Правда, чувство вины продержалось недолго. Студентка Вика едва успевала подбирать хвосты. На замечания преподавателей отвечала равнодушно, а в последнее время – даже дерзковато. К слову, такая она была на университет – не единственная. Но именно у нее был дедушка-профессор, который одновременно и периодически прикрывал ей спину, и выслушивал упреки от коллег и руководства. Как это и случилось несколько дней назад.

– Она одна тогда выжила, – вновь сказал Павел Константинович, повторяя, очевидно, единственный значимый для него аргумент. – Как я могу быть строгим? А она совсем учиться не хочет…

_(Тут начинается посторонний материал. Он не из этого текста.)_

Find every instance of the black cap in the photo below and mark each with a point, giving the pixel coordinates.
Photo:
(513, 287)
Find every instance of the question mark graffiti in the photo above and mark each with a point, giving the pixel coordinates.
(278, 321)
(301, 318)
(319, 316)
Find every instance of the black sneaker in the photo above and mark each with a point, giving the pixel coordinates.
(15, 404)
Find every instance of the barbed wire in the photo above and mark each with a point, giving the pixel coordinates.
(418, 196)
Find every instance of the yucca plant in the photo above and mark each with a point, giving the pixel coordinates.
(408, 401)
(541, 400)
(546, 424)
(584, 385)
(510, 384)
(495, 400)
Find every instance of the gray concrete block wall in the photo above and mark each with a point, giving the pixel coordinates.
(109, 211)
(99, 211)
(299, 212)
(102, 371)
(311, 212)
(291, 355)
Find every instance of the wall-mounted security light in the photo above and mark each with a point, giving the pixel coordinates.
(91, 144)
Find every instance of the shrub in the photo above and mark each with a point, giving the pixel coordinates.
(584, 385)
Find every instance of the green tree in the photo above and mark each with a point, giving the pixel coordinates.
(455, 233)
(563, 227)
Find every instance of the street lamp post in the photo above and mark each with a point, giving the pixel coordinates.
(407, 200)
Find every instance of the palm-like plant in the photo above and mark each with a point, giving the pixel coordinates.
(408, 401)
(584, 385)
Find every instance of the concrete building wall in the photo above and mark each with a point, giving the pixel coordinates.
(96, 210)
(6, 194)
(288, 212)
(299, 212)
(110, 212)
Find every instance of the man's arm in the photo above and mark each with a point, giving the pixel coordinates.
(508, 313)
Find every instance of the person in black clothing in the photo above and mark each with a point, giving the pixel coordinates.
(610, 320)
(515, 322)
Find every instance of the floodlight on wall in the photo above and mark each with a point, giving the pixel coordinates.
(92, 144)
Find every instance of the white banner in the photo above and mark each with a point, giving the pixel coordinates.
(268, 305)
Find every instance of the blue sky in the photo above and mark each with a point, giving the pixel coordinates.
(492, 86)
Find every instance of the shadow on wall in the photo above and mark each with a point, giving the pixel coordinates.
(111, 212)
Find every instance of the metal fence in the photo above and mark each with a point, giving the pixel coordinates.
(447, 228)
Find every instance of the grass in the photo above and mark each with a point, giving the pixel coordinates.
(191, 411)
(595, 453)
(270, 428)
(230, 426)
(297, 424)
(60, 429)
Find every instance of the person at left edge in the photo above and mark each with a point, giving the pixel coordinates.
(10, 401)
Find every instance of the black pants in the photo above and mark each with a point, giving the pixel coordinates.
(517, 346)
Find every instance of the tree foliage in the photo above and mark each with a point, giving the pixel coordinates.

Он переложил несколько тетрадок из одной стопки в другую.

– Что за комиссия, создатель, быть взрослой дочери отцом! – печально пошутил Константин Павлович, чтобы закрыть неприятную для него тему. – Что ж, Андрюша, показывайте, что вы наработали.

После часового разбора черновика, профессор спросил:

– А вы сами – как, идете на сегодняшний праздник?

– Скорее всего, нет.

– Почему? Молодые любят танцевать.

– Наверное, я не слишком молодой. Танцевать не люблю. А если совсем честно – и вообще не умею.

– Жаль, а уж как я танцевал, когда молодым парнем был! Как плясал под гармонь!

Он протянул Андрею его черновик.

– Тогда вместо танцев займитесь доработкой.

 

***

Москва.

Середина мая. 

Никита Хрущев пригласил к себе в кабинет Анастаса Микояна. Никита Сергеевич долго готовился к этому разговору. Провести его нужно было так, чтобы заполучить в Микояне союзника в крайне важном и деликатном деле. Необходимо было увлечь собеседника своей мыслью, доказать ее значимость. Только тогда Микоян станет искать способы реализации идеи, а не контр-аргументы.

Продавить своей волей необходимое решение на Политбюро, конечно, не составило бы труда для Хрущева. Но тогда большинство товарищей по партии оказались бы в роли механических исполнителей. А ему был нужен человек, чей авторитет вдохновил бы министров и военных на поиск идеальных решений, а не на простое соглашательство, обязательно переходящее в коллективную безответственность. Ему нужен был человек, который сам был способен найти идеальные решения и снизить риски предприятия до минимума.

После нескольких минут ничем не примечательной беседы Генсек взял быка за рога.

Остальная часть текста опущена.